Два дня еще мела пурга. Куролесила над тайгой неистово.
Но условники понимали, что до конца зимы осталось не так уж долго. Что зима скоро начнет сдавать. И тогда кончится охотничий сезон. До глубокой осени не вернуться им в тайгу. Значит, пушнины надо добыть побольше уже нынче, теперь. Не упустить время.
Едва стихла, улеглась непогодь, вышли условники в тайгу.
За время пурги не много зверя взяли. И все же удача не обошла. Десятка полтора соболей да норки, куницы, горностаи попались на приманку. Пяток огневок сушился под навесом, сделанным специально для меха.
Условники понемногу вошли во вкус. Теперь сами вставали чуть свет и исчезали в тайге, каждый на свою тропу уходил. В шалаше никто не хотел оставаться.

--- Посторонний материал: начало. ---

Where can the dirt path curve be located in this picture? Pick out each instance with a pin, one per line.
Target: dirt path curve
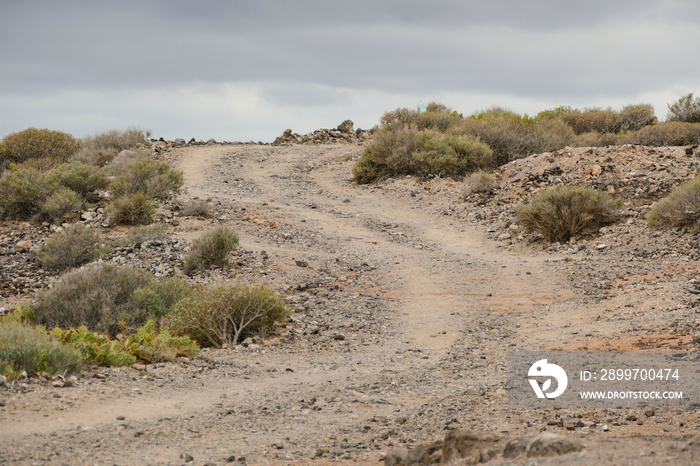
(425, 307)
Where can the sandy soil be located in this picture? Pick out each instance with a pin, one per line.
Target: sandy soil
(403, 321)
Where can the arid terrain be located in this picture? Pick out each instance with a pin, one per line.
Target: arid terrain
(407, 296)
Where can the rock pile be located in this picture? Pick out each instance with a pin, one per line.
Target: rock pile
(345, 132)
(464, 447)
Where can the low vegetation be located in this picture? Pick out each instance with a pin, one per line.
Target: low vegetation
(76, 245)
(211, 249)
(135, 210)
(22, 193)
(408, 151)
(107, 299)
(562, 212)
(396, 151)
(680, 209)
(225, 314)
(25, 348)
(149, 344)
(102, 148)
(33, 143)
(148, 177)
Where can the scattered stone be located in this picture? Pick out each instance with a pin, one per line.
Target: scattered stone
(548, 444)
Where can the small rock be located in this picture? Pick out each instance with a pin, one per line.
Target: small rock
(548, 444)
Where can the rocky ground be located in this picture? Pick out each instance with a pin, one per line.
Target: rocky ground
(408, 296)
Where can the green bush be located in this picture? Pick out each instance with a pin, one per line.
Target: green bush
(225, 314)
(135, 210)
(680, 209)
(478, 182)
(40, 143)
(59, 204)
(636, 117)
(150, 177)
(672, 133)
(509, 135)
(27, 348)
(211, 249)
(149, 344)
(406, 151)
(83, 179)
(22, 193)
(76, 245)
(593, 119)
(196, 208)
(116, 140)
(686, 109)
(562, 212)
(106, 298)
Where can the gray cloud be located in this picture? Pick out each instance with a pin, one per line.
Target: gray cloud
(319, 54)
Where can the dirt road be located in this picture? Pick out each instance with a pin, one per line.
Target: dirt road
(404, 315)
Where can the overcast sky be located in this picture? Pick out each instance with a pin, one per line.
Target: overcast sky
(242, 70)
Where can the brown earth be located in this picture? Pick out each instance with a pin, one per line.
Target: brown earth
(407, 301)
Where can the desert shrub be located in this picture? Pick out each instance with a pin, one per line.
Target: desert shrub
(150, 177)
(143, 233)
(478, 182)
(406, 151)
(680, 209)
(554, 134)
(399, 117)
(590, 139)
(509, 135)
(22, 193)
(115, 141)
(224, 314)
(135, 210)
(686, 109)
(60, 203)
(211, 249)
(635, 117)
(562, 212)
(149, 344)
(74, 246)
(106, 298)
(672, 133)
(593, 119)
(27, 348)
(84, 179)
(40, 143)
(196, 208)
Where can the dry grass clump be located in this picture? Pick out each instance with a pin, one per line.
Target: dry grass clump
(100, 149)
(211, 249)
(107, 298)
(134, 210)
(680, 209)
(81, 178)
(225, 314)
(33, 143)
(671, 133)
(27, 348)
(562, 212)
(150, 177)
(196, 208)
(685, 109)
(76, 245)
(408, 151)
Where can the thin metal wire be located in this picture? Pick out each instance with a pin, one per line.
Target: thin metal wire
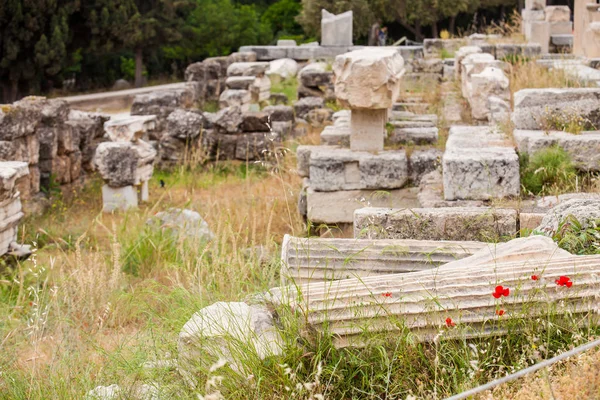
(525, 371)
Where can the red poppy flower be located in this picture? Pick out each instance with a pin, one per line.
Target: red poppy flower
(501, 291)
(564, 281)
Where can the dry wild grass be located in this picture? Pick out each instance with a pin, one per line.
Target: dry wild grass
(105, 296)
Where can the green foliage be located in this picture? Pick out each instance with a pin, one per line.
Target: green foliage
(575, 238)
(281, 17)
(548, 171)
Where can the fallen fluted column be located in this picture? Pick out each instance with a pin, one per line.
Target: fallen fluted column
(449, 301)
(306, 260)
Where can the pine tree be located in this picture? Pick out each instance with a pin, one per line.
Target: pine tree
(34, 40)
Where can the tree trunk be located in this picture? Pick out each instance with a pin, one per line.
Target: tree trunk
(139, 67)
(415, 30)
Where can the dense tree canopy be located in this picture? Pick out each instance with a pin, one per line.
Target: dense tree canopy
(91, 43)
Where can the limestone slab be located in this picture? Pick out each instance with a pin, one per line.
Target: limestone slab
(339, 207)
(445, 223)
(343, 169)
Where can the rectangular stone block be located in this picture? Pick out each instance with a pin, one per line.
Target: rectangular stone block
(584, 148)
(453, 223)
(336, 136)
(479, 164)
(336, 30)
(119, 199)
(427, 135)
(538, 108)
(339, 207)
(367, 128)
(343, 169)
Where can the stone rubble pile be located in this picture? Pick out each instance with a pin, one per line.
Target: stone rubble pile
(56, 143)
(126, 162)
(540, 115)
(162, 103)
(548, 26)
(247, 83)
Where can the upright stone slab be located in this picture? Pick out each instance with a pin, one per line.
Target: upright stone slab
(479, 164)
(368, 82)
(336, 30)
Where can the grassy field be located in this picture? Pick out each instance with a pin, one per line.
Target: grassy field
(104, 297)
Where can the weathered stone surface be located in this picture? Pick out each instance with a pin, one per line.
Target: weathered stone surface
(313, 77)
(368, 78)
(319, 116)
(284, 68)
(184, 125)
(129, 129)
(342, 169)
(239, 82)
(235, 98)
(162, 103)
(349, 310)
(336, 30)
(182, 223)
(19, 119)
(505, 50)
(252, 146)
(585, 211)
(537, 108)
(257, 121)
(459, 56)
(280, 113)
(241, 56)
(117, 163)
(427, 135)
(217, 330)
(583, 148)
(491, 82)
(303, 106)
(247, 68)
(317, 259)
(532, 248)
(336, 136)
(10, 172)
(339, 207)
(479, 164)
(422, 162)
(228, 120)
(260, 89)
(119, 198)
(451, 223)
(557, 13)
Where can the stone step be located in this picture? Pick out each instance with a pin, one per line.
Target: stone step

Даже Филин, забыв, что бугор, вскоре не выдержал. Мех… Глаза загорались, тряслись руки и душа. Разве усидишь? И, плюнув на все условности, ушел в тайгу, обвешанный капканами и силками, искать свою тропу.
В шалаши возвращались затемно. Забывая о еде и отдыхе, они быстро втянулись в новое дело.
Вспухали рюкзаки. В них накопилось немало пушняка. Законники, вернувшись к ночи, уже не ждали друг друга. Готовили общий ужин.